3.     Data and Methodology

A.      The Sample

       The initial sample contains 246 reverse LBOs during the period from 1980

through 1998. The sample is obtained from Securities Data Company (SDC). Firms are

excluded if the companies is eventually delisted through a process that involves neither

leveraged buyout nor management buyout. To ensure that these were in fact reverse

LBOs, the sample is checked against the Dow Jones News Retrieval and LEXIS&NEXIS

for a story about both the LBO and the IPO, and against the prospectuses in the offering.

This exclusion process reduces the sample for this study to 225. In order to study

earnings management behavior, IPOs must have available COMPUSTAT financial data

both in the year of and the year prior to the offering. No closed-end funds (SIC code

6726) are in the final sample.

       Table1 provides descriptive statistics for the sample in this study. The sample

includes 225 reverse LBOs from 1980 through 1998. Equity values are computed from




6
the product of common shares outstanding and the closing price of common stock at the

end of the fiscal year immediately preceding the calendar year of the offering dates.

        Table 2 provides the mean and median proceeds of reverse LBOs in our sample.

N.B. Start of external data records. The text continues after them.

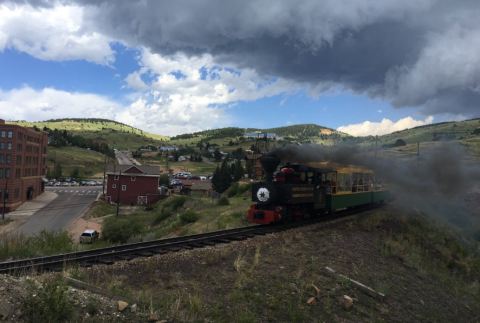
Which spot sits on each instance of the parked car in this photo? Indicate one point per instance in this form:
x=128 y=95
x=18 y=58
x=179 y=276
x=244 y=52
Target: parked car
x=89 y=236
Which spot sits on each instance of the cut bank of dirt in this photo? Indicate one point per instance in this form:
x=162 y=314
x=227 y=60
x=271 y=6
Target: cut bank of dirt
x=269 y=278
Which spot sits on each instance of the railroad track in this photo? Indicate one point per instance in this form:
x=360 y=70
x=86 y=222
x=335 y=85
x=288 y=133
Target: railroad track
x=110 y=255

Table 3 provides the distribution of SIC codes for those companies. The presence of sixty

separate SIC codes, with seventeen of these representing at least 1% of the sample

(fifteen reverse LBOs), indicates a wide selection of industries. Not surprising for our

sample period, there is a concentration of reverse LBOs in the computer and electronics

industries. Additionally, the wholesale and retail industries comprise almost 22% of

reverse LBOs in the sample.

        Table 4 provides the time distribution when the samples undertake LBOs. The

frequency of LBOs accelerates beginning in 1983 and slows down in 1991. Most of the

LBOs in this sample are clustered within the period between 1985 to 1990, with almost

80% of the sample taken from those six years.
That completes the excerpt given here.